La Serenissima era a quel tempo una città fiorente, con un popolo avvezzo agli scambi commerciali e culturali con l’estero. A Venezia si respirava aria di libertà, e questa era una condizione essenziale per fare impresa in campo editoriale.
A Roma, infatti, le ingerenze della chiesa cattolica arrivavano sino a impedire la diffusione di testi considerati sconvenienti; ciò generava ripercussioni economiche gravissime per l’editore, che vede il proprio libro stampato diventare carta da macero. Tutto questo, a Venezia, non c’era.
Qui Aldo Manuzio apre la propria tipografia. Da qui partono innovazioni senza precedenti, che trasformano e avvicinano il libro a quell’oggetto che oggi tutti conoscono, e cha trasformano il tipografo in qualcosa di più di un semplice stampatore di libri: egli è ora un editore.

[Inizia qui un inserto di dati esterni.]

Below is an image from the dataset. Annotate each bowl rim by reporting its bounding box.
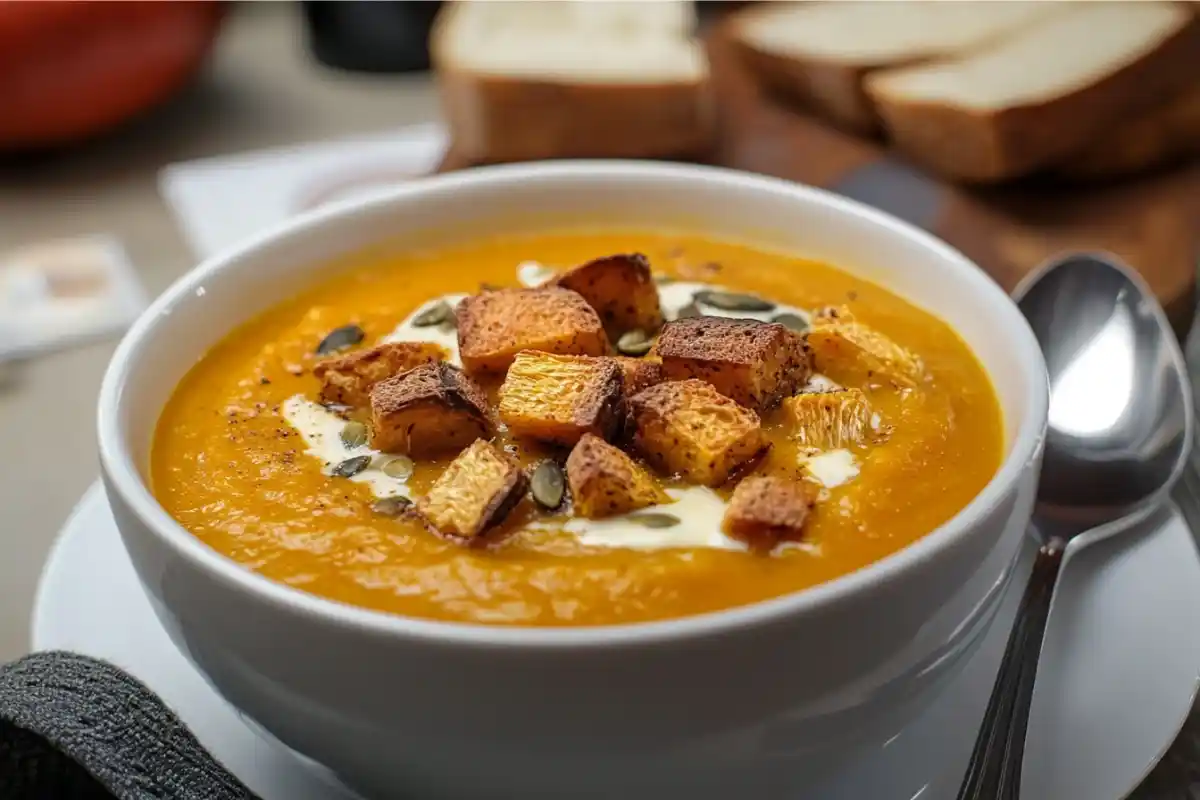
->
[98,160,1049,649]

I segni di interpunzione vengono definitivamente codificati; a quelli già noti si aggiunge l’inedito punto e virgola. Se i programmi di videoscrittura in lingua inglese chiamano il corsivo italic, questo si deve ancora una volta ad Aldo Manuzio, inventore appunto del corsivo, che oltre ad essere elegante e leggibile permetteva di risparmiare spazio, quindi carta, con ripercussioni sul prezzo di vendita. La celeberrima e stupenda raffigurazione del delfino avviluppato all’ancora serviva a difendere il proprio lavoro dalle copie illegittime, e, oltre ad avere un notevole valore artistico, cristallizza la consuetudine di creare il logo della casa editrice.
Ma sono due le innovazioni più sorprendenti per i tempi.

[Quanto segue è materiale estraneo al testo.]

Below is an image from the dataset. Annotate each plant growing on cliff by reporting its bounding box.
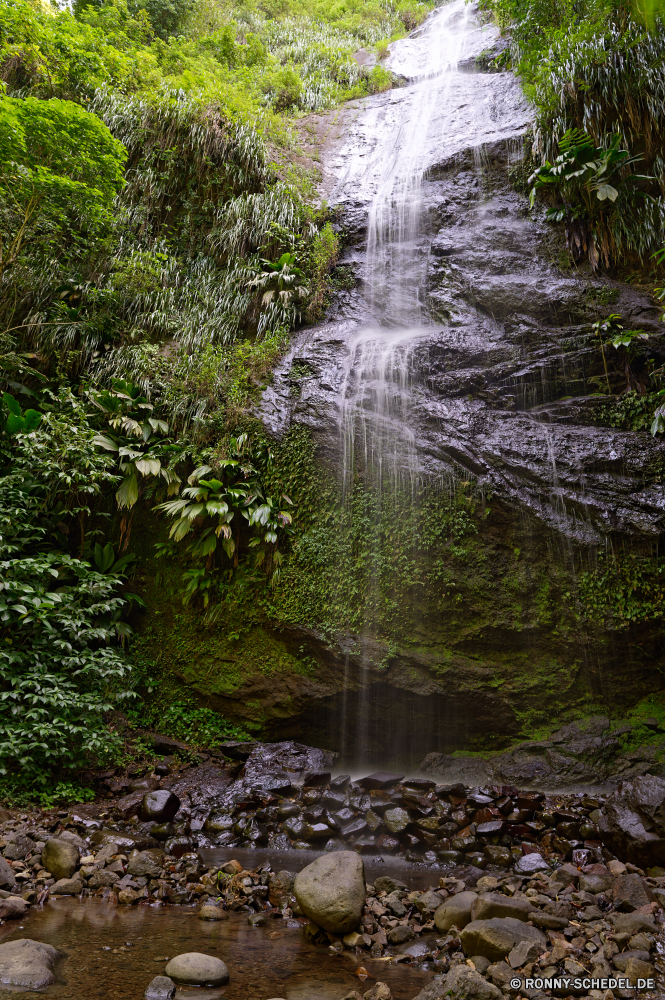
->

La prima: accompagnare ogni edizione con l’elenco delle prossime pubblicazioni. Questa pubblicità ante litteram aveva un doppio obiettivo: avvisare il pubblico per catturare nuovi acquirenti; mandare un segnale chiaro alle altre tipografie – giù le mani, è roba di Aldo.
La seconda è una creazione di portata rivoluzionaria: il formato in ottavo. Si tratta cioè dell’antenato dei moderni tascabili.
Se dunque oggi i libri sono compatti, ergonomici, se non sono più incatenati ai banchi di lettura e camminano con noi sottobraccio, questo lo dobbiamo anche a lui: Aldo Manuzio.